Indeed, quite a few of the senator’s staffers and key allies have held positions at the Reform Institute. These include Rebecca Donatelli, a long-time consultant to McCain (and the wife of one of his close advisors), who is a former Institute board member; Crystal Benton, a spokeswoman for McCain ’08 who previously handled media relations for the Institute; and Ken Nahigian, former counsel to McCain at the Senate Commerce Committee who currently directs the Reform Institute’s Center for Energy and Environmental Progress. Nahigian’s firm helps plot media strategy for McCain’s presidential campaign.

Similarly, a number of big donors to McCain’s political campaigns have generously underwritten the Reform Institute’s operations as well. For example, the Institute’s website identifies William Bloomfield, a California real estate magnate, as a major funder. According to figures compiled by the watchdog group Citizens for Responsibility and Ethics in Washington, Bloomfield and family members have donated nearly $60,000 to McCain’s presidential campaign and his Straight Talk America Political Action Committee.

Other Reform Institute funders include Ecosphere, the satellite TV company owned by Charles Ergen, a friend of McCain’s whose company has been periodically boosted by the senator’s congressional actions; and the Manafort Family Foundation, which is controlled by the family of Paul Manafort, Rick Davis’s business partner. Paul Manafort himself is a contributor to both McCain ’08 and Straight Talk America. (Manafort, incidentally, has long been considered one of the most ethically challenged lobbyists in Washington. He has worked in the past for dictators such as Ferdinand Marcos of the Philippines and Mobutu Sese Seko of Zaire, and his more recent clients have included a number of highly dubious Eastern European political and business interests.)

The Reform Institute has frequently championed the same issues as Senator McCain, and in doing so has promoted his political profile and agenda as well. During its early years of operations the Institute focused on campaign finance reform, and prominently featured McCain at its press conferences and in its news releases. Between 2003 and 2004, the Institute paid McCain’s travel expenses (of over $2,000) to appear at three of its events, including a New York City luncheon to commemorate the Supreme Court’s upholding of the McCain-Feingold Act. According to a well-placed source with whom I spoke, Rick Davis made key decisions about how and where the Institute would promote campaign finance reform. He frequently chose to get involved in politically strategic swing states like West Virginia, Wisconsin, Ohio and Michigan.

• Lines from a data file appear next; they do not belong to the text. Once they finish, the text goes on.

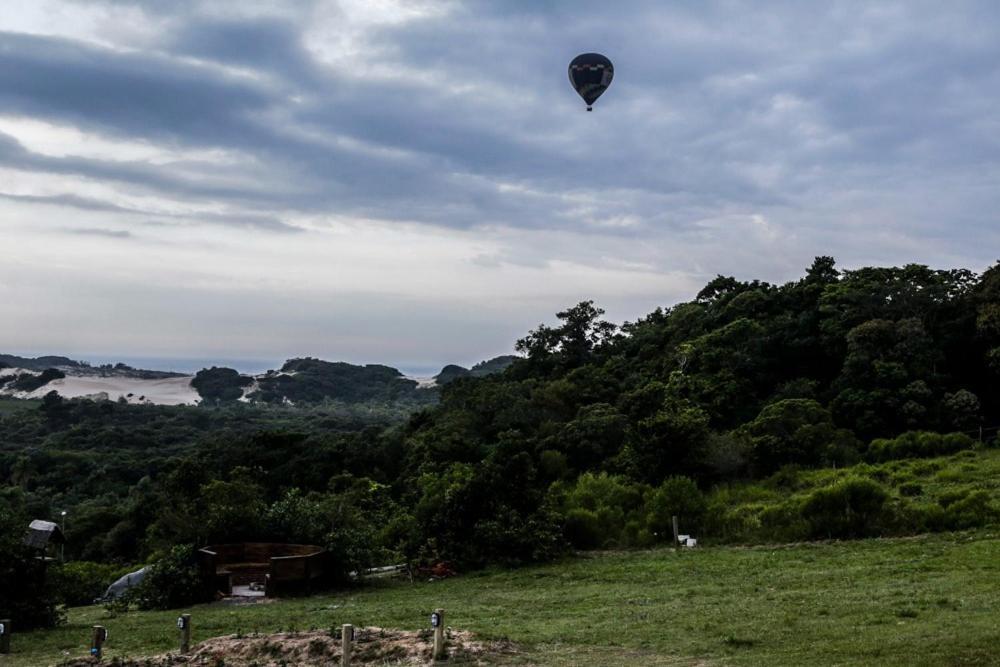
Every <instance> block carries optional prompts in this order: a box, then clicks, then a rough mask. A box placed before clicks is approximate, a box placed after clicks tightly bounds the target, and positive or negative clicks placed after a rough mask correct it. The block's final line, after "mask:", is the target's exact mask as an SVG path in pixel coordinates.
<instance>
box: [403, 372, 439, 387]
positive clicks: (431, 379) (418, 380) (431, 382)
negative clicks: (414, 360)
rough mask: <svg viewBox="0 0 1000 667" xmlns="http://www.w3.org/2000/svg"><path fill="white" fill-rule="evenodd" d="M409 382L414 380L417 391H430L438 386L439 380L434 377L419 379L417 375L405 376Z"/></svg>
mask: <svg viewBox="0 0 1000 667" xmlns="http://www.w3.org/2000/svg"><path fill="white" fill-rule="evenodd" d="M403 377H404V378H405V379H407V380H413V381H414V382H416V383H417V389H430V388H431V387H434V386H436V385H437V380H435V379H434V378H433V377H419V376H416V375H404V376H403Z"/></svg>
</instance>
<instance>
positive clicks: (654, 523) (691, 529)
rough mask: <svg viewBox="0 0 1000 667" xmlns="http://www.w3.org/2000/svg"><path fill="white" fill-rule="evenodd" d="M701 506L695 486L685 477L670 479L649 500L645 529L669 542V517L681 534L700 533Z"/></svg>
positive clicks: (672, 527)
mask: <svg viewBox="0 0 1000 667" xmlns="http://www.w3.org/2000/svg"><path fill="white" fill-rule="evenodd" d="M705 507H706V503H705V496H704V495H703V494H702V492H701V491H700V490H699V489H698V485H697V484H695V483H694V482H693V481H692V480H690V479H688V478H687V477H670V478H668V479H667V480H666V481H665V482H663V484H661V485H660V487H659V488H658V489H656V491H654V492H653V494H652V496H651V497H650V499H649V514H648V519H647V521H648V524H649V529H650V531H652V533H653V534H654V535H658V536H659V537H660V538H661V539H663V540H664V541H665V540H668V539H673V519H672V517H674V516H676V517H677V518H678V522H679V523H680V527H681V530H682V532H684V533H689V532H697V531H700V530H701V527H702V519H703V518H704V515H705Z"/></svg>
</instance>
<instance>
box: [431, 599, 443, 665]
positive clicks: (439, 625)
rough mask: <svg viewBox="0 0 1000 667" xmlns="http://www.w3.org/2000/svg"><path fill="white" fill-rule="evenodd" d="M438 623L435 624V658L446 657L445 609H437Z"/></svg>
mask: <svg viewBox="0 0 1000 667" xmlns="http://www.w3.org/2000/svg"><path fill="white" fill-rule="evenodd" d="M434 613H435V614H436V615H437V625H435V626H434V654H433V655H434V659H435V660H441V659H442V658H444V609H435V610H434Z"/></svg>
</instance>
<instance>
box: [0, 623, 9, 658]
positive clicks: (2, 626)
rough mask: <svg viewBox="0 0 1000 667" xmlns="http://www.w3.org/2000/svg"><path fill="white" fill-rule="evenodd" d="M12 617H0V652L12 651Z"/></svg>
mask: <svg viewBox="0 0 1000 667" xmlns="http://www.w3.org/2000/svg"><path fill="white" fill-rule="evenodd" d="M10 631H11V626H10V619H9V618H0V653H10Z"/></svg>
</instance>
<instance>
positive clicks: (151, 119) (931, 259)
mask: <svg viewBox="0 0 1000 667" xmlns="http://www.w3.org/2000/svg"><path fill="white" fill-rule="evenodd" d="M584 51H600V52H602V53H604V54H606V55H607V56H608V57H610V58H611V60H612V61H614V63H615V80H614V83H613V85H612V86H611V89H610V90H609V91H608V92H607V93H606V94H605V96H604V97H603V98H602V99H601V100H599V101H598V103H597V104H596V106H595V110H594V112H593V113H586V112H585V111H584V107H583V103H582V102H581V100H580V99H579V98H578V97H577V96H576V95H575V93H574V92H573V91H572V89H571V88H570V86H569V83H568V81H567V77H566V66H567V63H568V62H569V61H570V60H571V59H572V57H573V56H575V55H576V54H577V53H580V52H584ZM819 254H832V255H834V256H835V257H836V258H837V260H838V262H839V263H840V265H841V266H843V267H857V266H862V265H868V264H897V263H905V262H920V263H927V264H931V265H934V266H937V267H942V268H944V267H956V266H964V267H968V268H971V269H974V270H982V269H984V268H986V267H987V266H989V265H990V264H992V263H993V262H994V261H996V260H997V258H998V256H1000V5H998V4H997V3H995V2H993V1H992V0H982V1H981V2H972V1H970V2H962V1H961V0H957V1H953V2H949V3H941V2H937V1H935V2H922V1H920V0H907V1H905V2H903V1H901V2H860V1H852V2H829V1H823V2H805V1H795V2H791V1H789V2H770V3H764V2H752V3H751V2H739V1H736V0H727V1H720V2H695V1H691V2H687V1H680V0H679V1H677V2H671V3H665V2H614V3H609V2H606V1H601V2H589V1H586V0H575V1H573V2H568V1H567V2H554V1H553V2H540V1H534V0H528V1H522V2H514V1H504V2H501V1H499V0H498V1H496V2H485V1H483V2H479V1H475V0H467V1H465V2H446V1H444V0H434V1H430V2H421V1H417V0H414V1H405V0H341V1H339V2H336V1H333V0H331V1H328V2H320V1H317V2H307V1H302V2H252V1H250V0H240V1H238V2H207V1H205V2H202V1H199V0H148V1H145V2H143V1H139V0H136V1H133V2H128V1H125V0H121V1H111V0H108V1H105V2H100V1H97V0H87V1H86V2H84V1H83V0H80V1H79V2H75V1H72V0H3V7H2V11H0V351H4V352H14V353H22V354H41V353H69V354H71V355H75V356H78V357H86V358H97V359H100V358H119V357H120V358H124V357H130V356H131V357H134V356H146V357H186V358H190V357H195V358H201V359H213V358H217V359H223V358H224V359H233V358H240V359H268V360H271V359H282V358H286V357H291V356H301V355H314V356H320V357H323V358H328V359H344V360H349V361H355V362H362V361H363V362H385V363H390V364H394V365H399V366H403V367H406V368H414V369H415V368H418V367H433V366H440V365H441V364H442V363H444V362H459V363H470V362H474V361H476V360H478V359H482V358H486V357H489V356H492V355H495V354H500V353H504V352H507V351H509V350H510V349H511V347H512V344H513V341H514V340H515V339H516V338H517V337H519V336H520V335H523V334H524V333H525V332H526V331H527V330H528V329H529V328H531V327H533V326H535V325H536V324H538V323H539V322H540V321H543V320H547V321H550V320H551V319H552V314H553V313H554V312H555V311H556V310H559V309H561V308H563V307H565V306H568V305H572V304H574V303H576V302H578V301H580V300H582V299H595V300H596V301H597V302H598V304H599V305H602V306H603V307H604V308H605V309H606V310H607V311H608V315H609V316H610V317H611V318H612V319H615V320H616V321H622V320H626V319H635V318H637V317H639V316H641V315H643V314H645V313H646V312H648V311H650V310H652V309H653V308H655V307H656V306H657V305H669V304H672V303H676V302H677V301H680V300H686V299H689V298H691V297H692V296H693V295H694V293H696V292H697V290H698V289H699V287H700V286H701V285H702V284H703V283H704V282H705V281H706V280H707V279H709V278H711V277H712V276H714V275H715V274H717V273H723V274H727V275H736V276H737V277H739V278H743V279H750V278H761V279H765V280H770V281H785V280H789V279H793V278H795V277H797V276H799V275H800V274H801V272H802V270H803V268H804V267H806V266H807V265H808V264H809V263H810V262H811V260H812V258H813V257H814V256H815V255H819Z"/></svg>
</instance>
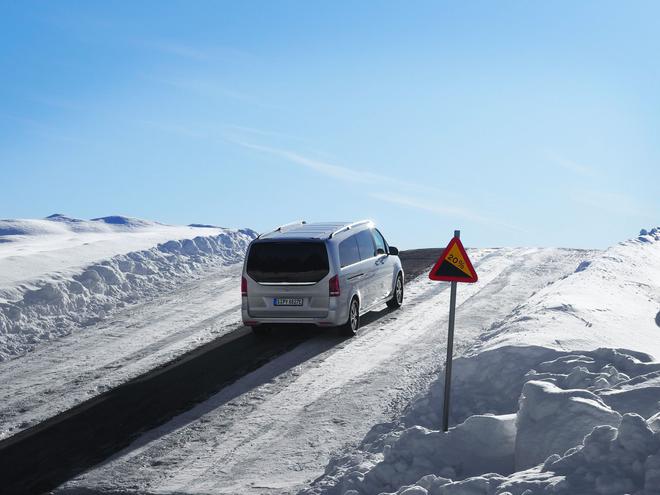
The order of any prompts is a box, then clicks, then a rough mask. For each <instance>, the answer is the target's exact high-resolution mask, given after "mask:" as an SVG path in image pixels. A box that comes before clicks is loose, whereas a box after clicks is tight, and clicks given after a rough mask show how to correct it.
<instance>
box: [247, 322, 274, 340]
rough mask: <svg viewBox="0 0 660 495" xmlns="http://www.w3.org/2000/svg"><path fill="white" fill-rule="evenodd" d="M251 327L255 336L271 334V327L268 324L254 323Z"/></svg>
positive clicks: (263, 335)
mask: <svg viewBox="0 0 660 495" xmlns="http://www.w3.org/2000/svg"><path fill="white" fill-rule="evenodd" d="M251 328H252V333H253V334H254V336H255V337H259V338H262V337H267V336H268V335H270V334H271V327H270V325H255V326H253V327H251Z"/></svg>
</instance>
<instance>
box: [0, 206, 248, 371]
mask: <svg viewBox="0 0 660 495" xmlns="http://www.w3.org/2000/svg"><path fill="white" fill-rule="evenodd" d="M255 236H256V233H255V232H253V231H251V230H249V229H244V230H231V229H221V228H201V227H197V228H196V227H177V226H168V225H163V224H159V223H156V222H150V221H145V220H139V219H133V218H127V217H120V216H111V217H103V218H97V219H93V220H89V221H87V220H80V219H73V218H69V217H66V216H63V215H57V214H56V215H51V216H50V217H48V218H46V219H44V220H0V361H3V360H7V359H9V358H12V357H16V356H21V355H23V354H25V353H26V352H28V351H30V350H33V349H34V348H35V347H36V346H37V345H38V344H39V343H41V342H44V341H49V340H53V339H56V338H58V337H62V336H64V335H67V334H69V333H71V332H72V331H75V329H79V328H82V327H89V326H90V325H93V324H94V323H97V322H99V321H101V320H103V319H104V318H106V317H107V316H108V315H109V314H112V313H113V312H114V311H116V310H117V309H118V308H122V307H124V306H126V305H130V304H134V303H136V302H144V301H145V300H148V299H150V298H153V297H156V296H158V295H161V294H163V293H165V292H167V291H170V290H172V289H174V288H176V287H177V286H178V285H180V284H181V283H182V282H184V281H185V280H189V279H190V278H191V277H193V276H195V275H196V274H199V273H201V272H203V270H205V269H208V267H209V266H211V265H228V264H231V263H237V262H239V261H242V259H243V255H244V253H245V249H246V248H247V245H248V243H249V242H250V241H251V240H252V239H253V238H254V237H255Z"/></svg>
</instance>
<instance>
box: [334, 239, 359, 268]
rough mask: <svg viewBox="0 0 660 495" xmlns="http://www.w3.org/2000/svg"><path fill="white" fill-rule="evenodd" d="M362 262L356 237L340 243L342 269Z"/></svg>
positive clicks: (339, 243)
mask: <svg viewBox="0 0 660 495" xmlns="http://www.w3.org/2000/svg"><path fill="white" fill-rule="evenodd" d="M358 261H360V251H359V250H358V246H357V241H356V240H355V236H354V235H352V236H351V237H349V238H348V239H344V240H343V241H341V242H340V243H339V262H340V263H341V267H342V268H344V267H345V266H348V265H352V264H353V263H357V262H358Z"/></svg>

In its 2005 non-profit tax filing, the Reform Institute broadened its agenda to include issues such as “climate stewardship.” Coincidentally, no doubt, McCain and Senator Joe Lieberman have been co-sponsors of a bill called the Climate Stewardship Act. (Environmental Defense, another contributor to the Reform Institute, was a major backer of the legislation. Earlier this year, McCain returned the favor by providing a letter for one of the group’s direct mail pitches.)

(These are just some of the details left out of the magazine story, which explains the overlapping interests of the Reform Institute and John McCain Inc.)